JMcK: Your paintings are essentially about men and women, familial dynamics and the archetypal relationships that override individual human lives and the decisions we make. Can you explain the work Eros and Thanatos?

GC: According to Sigmund Freud, sex and death are the two polarities around which the dynamics of our life revolve. Our powerful sex drive is sometimes countered by a death wish. Certainly, our urge to procreate, to regenerate ourselves and our species, is intertwined with our knowledge of the inevitability of death and ending.

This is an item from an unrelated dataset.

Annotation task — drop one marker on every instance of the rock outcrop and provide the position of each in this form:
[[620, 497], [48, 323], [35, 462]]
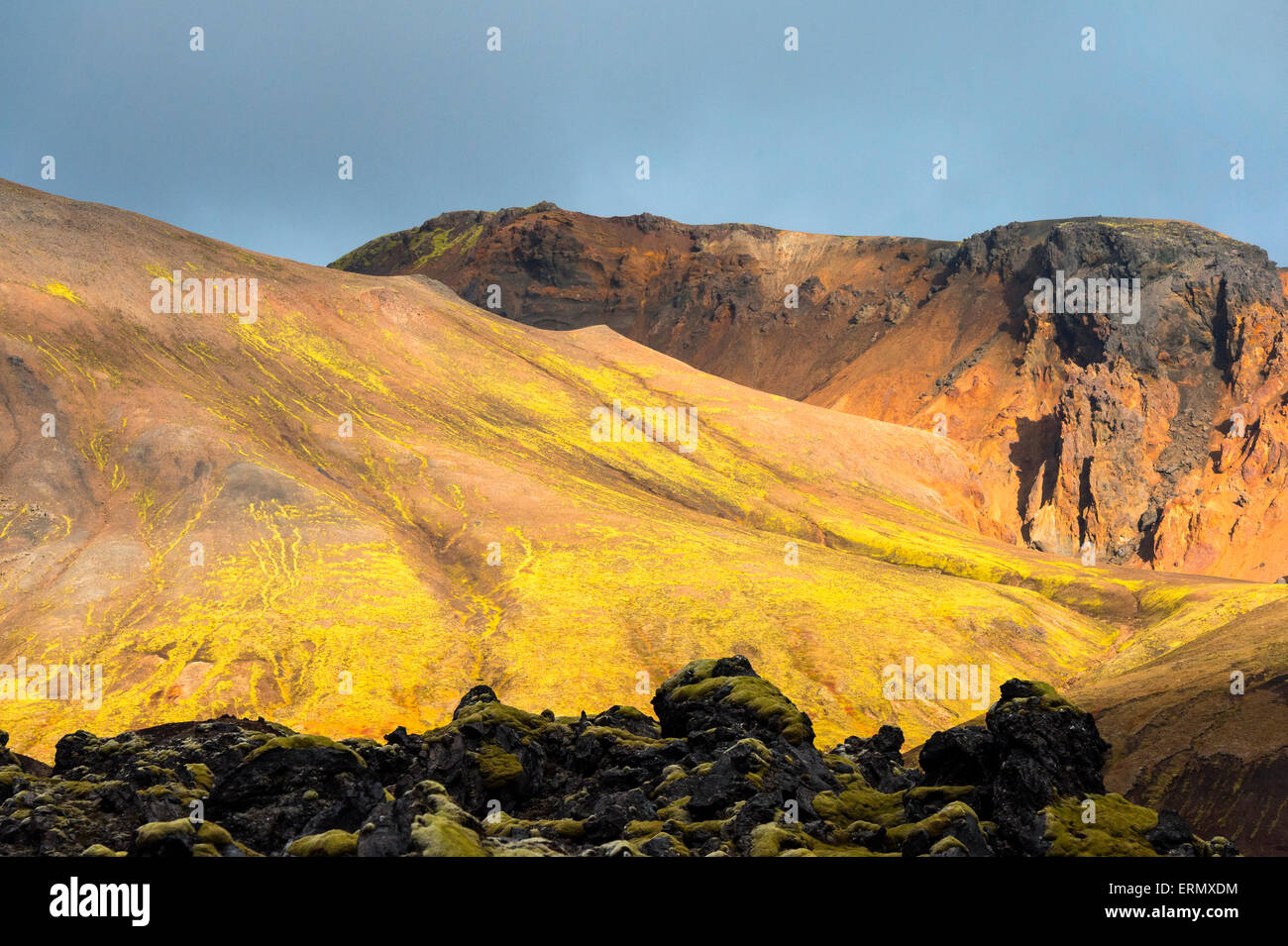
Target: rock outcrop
[[728, 768], [1153, 438]]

In 2013, I painted Eros and Thanatos as two angels wrestling together, falling through space into the opening petals of the waiting flower of the Earth; the angels are indistinguishable from each other.

JMcK:Can you describe the two works from the 70s: Animula (1974) and The Flowering of Michael (1975)?

GC: In Japanese drawing the space between the marks is as important as the marks themselves. One of my favourite poems is Animula by TS Eliot. The poem describes the ensouling of the infant child as its perception develops. Initially, the child is only aware of flat pattern; then, as it begins to crawl, it discovers betweenness and depth in the third dimension. The painting celebrates the birth and early development of my first child. By putting the Japanese zen of mark-making and Eliot’s poem together, I found a way into imagining the experience of my infant child.

The Flowering of Michael celebrates the development of my much younger brother, a shy boy who blossomed into a brilliant martial artist who runs a huge organisation all over Scotland of young and old martial artists. I explored the Japanese mark-making idea again, but using more antagonistic diagonals and stronger tonal contrasts to create a sense of dynamism and movement.

JMcK: How do the two activities of painting and psychotherapy enable you to rationalise dichotomous or fractured aspects of human experience?

GC: Meditation and reflection are two important tools of artists and psychotherapists. An artist uses creativity and the act of making, which takes time, to process ideas, impulses, urges, feelings and sensations, which can often be overwhelming. Action over time is one of the best ways of processing and discharging feeling and of changing mood. The psychotherapist learns to recognise that, no matter how overwhelming feelings seem, they are only a part, not the whole, of us and they can be actioned on in order to reduce their potency. Breathing and attending to breathing, consciously and unconsciously helps in all forms of creative work and in psychotherapy.

JMcK: Your recent fight with cancer brought you face to face with your own mortality and it has influenced your work. From the perspective of psychotherapy, and given that death is an intrinsic part of life, why do we experience such irrational fear of the inevitable?

GC: Ten years ago I was operated on to remove four fatal cancers from my body over a period of 18 months. I was filled with all the fears that any human being would have. My worst fear was of losing the relationship with my wife and that somehow I had let us down by getting ill. Close to the time of operation, the tension, anxiety, guilt, despair and remorse left me. I felt calm and total peace. On reflection, if we take away all the attendant negative feelings, is there anything to fear in death itself?

JMcK: The painting Frieda among the Swallows (2010) departs from previous work in terms of a heightened palette, structure and mood. Can you explain what motivated the work and how you achieved a sense of the uncanny, positive chaos and visual excitement?

GC: Life, Life, Life. Our puppy Frieda came into our life. I was recovering from my ops. I couldn’t yet run and dance with joy, Frieda did it for me. She chased everything, including the summer swallows in the park. The painting celebrates one of Frieda’s chaotic dashes through an avenue of overhanging cherry blossoms chasing the birds. All the contents of the painting are as randomised as possible, which heightens the importance of the blue sky even more in keeping things together.